Makineyi tamamen doldurunca veya tek parça kıyafeti makineye attığınızda ne kadar deterjan koyacağınızı bilemiyor olabilirsiniz. İşte tam bu noktada i-Dos Deterjan Tarama teknolojisi devreye giriyor. Siemens Home Connect üzerinden şişelerin barkodunu okutup su sertliği ve deterjan yoğunluğunu makineye iletiyor, i-Dos ise her yıkamada doğru miktarı otomatik olarak ayarlıyor. Üstelik Siemens Home Connect uygulaması, deterjan seviyesini takip ederek deterjanınız tükenmeden önce size haber veriyor. Tek yapmanız gereken uygulamayı telefonunuza yüklemek ve çamaşır makinenizi uygulamaya bağlamak. 

stainRemoval teknolojisi: Zorlu lekelerle inatlaşmayı unutun 

Çay, yağ, makyaj, çikolata lekeleri… Gün içinde fark etmeden üzerinize bulaşan lekeler artık kâbus olmaktan çıkıyor. Siemens iQ500 çamaşır makinesi ile stainRemoval teknolojisi devreye giriyor. Tek bir dokunuşla çay, yağ, kozmetik veya günlük hayatta karşılaştığınız diğer zor lekeler için özel programları aktif edebilirsiniz. 

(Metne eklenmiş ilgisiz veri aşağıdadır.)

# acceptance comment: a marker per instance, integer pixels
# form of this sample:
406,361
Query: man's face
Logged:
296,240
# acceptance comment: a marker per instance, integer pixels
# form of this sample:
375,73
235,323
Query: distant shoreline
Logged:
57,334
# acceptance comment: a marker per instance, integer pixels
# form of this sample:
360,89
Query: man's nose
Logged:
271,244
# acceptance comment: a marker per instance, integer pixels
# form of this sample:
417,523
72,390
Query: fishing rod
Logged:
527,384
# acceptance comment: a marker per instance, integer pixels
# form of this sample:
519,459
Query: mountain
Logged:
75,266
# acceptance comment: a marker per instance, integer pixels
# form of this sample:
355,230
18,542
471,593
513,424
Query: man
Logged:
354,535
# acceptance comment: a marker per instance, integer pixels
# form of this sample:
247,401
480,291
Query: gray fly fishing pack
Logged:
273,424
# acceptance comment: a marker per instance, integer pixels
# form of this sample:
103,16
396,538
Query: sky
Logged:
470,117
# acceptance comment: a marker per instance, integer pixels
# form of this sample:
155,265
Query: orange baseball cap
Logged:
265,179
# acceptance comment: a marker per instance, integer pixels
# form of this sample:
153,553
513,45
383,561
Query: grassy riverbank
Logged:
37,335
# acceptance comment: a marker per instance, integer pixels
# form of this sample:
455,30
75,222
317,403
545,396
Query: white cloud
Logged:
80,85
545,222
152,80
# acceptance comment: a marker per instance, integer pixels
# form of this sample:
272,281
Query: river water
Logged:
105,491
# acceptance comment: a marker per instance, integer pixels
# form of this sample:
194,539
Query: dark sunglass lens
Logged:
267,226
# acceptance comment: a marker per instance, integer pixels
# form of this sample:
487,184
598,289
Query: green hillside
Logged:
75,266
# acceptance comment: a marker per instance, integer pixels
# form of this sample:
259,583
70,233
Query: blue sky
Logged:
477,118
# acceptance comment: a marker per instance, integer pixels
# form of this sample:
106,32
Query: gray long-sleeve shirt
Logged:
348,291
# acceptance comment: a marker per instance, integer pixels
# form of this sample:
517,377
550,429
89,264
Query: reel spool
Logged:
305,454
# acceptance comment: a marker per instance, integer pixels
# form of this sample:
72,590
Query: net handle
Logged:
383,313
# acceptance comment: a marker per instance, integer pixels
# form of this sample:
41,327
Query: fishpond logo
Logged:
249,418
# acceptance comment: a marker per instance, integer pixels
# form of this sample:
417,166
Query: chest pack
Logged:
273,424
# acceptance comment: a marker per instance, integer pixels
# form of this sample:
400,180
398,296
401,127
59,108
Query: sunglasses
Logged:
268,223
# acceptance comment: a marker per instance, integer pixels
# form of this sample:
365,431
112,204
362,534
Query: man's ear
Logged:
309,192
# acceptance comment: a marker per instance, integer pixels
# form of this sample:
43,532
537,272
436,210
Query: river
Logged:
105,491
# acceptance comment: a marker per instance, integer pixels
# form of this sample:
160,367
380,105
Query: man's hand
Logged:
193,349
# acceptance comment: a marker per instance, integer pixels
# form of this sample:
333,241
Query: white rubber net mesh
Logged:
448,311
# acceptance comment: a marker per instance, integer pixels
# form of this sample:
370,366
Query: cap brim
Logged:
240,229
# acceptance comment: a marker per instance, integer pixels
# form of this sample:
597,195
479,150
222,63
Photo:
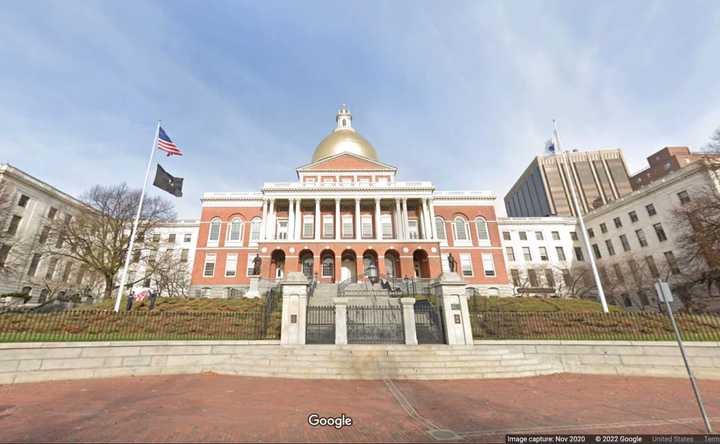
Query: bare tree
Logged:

Siemens Home Connect uygulaması sayesinde daha fazla leke türünü ve bunlar için geliştirilmiş özel programları keşfetmek de mümkün. Yani sadece “lekeyi çıkar” demekle kalmıyor, sizin için en doğru yıkama programını da otomatik olarak öneriyor. Böylece hem lekelerle uğraşmak zorunda kalmıyor hem de giysilerinizin ömrünü koruyorsunuz. 

Artık çocuğunuza yemek yedirirken dökülen yemek lekeleri, kahve kazaları ya da mutfakta sıçrayan yağ lekeleri sizi endişelendirmiyor. stainRemoval, günlük hayatın getirdiği küçük sürprizlere karşı en güvenilir yardımcınız oluyor. 

Siemens iQ500 çamaşır ve kurutma makineleri, artık sadece kıyafetlerinizi temizleyen makineler değil; size zaman, konfor ve güven veren akıllı iş ortaklarınızdır. Ütüye harcadığınız vakti kendinize ayırın, lekelerle uğraşmayı unutun ve teknolojinin yaşam alanınıza uyumunun keyfini yaşayın.

*Bu yazı Siemens’in katkılarıyla hazırlanmıştır.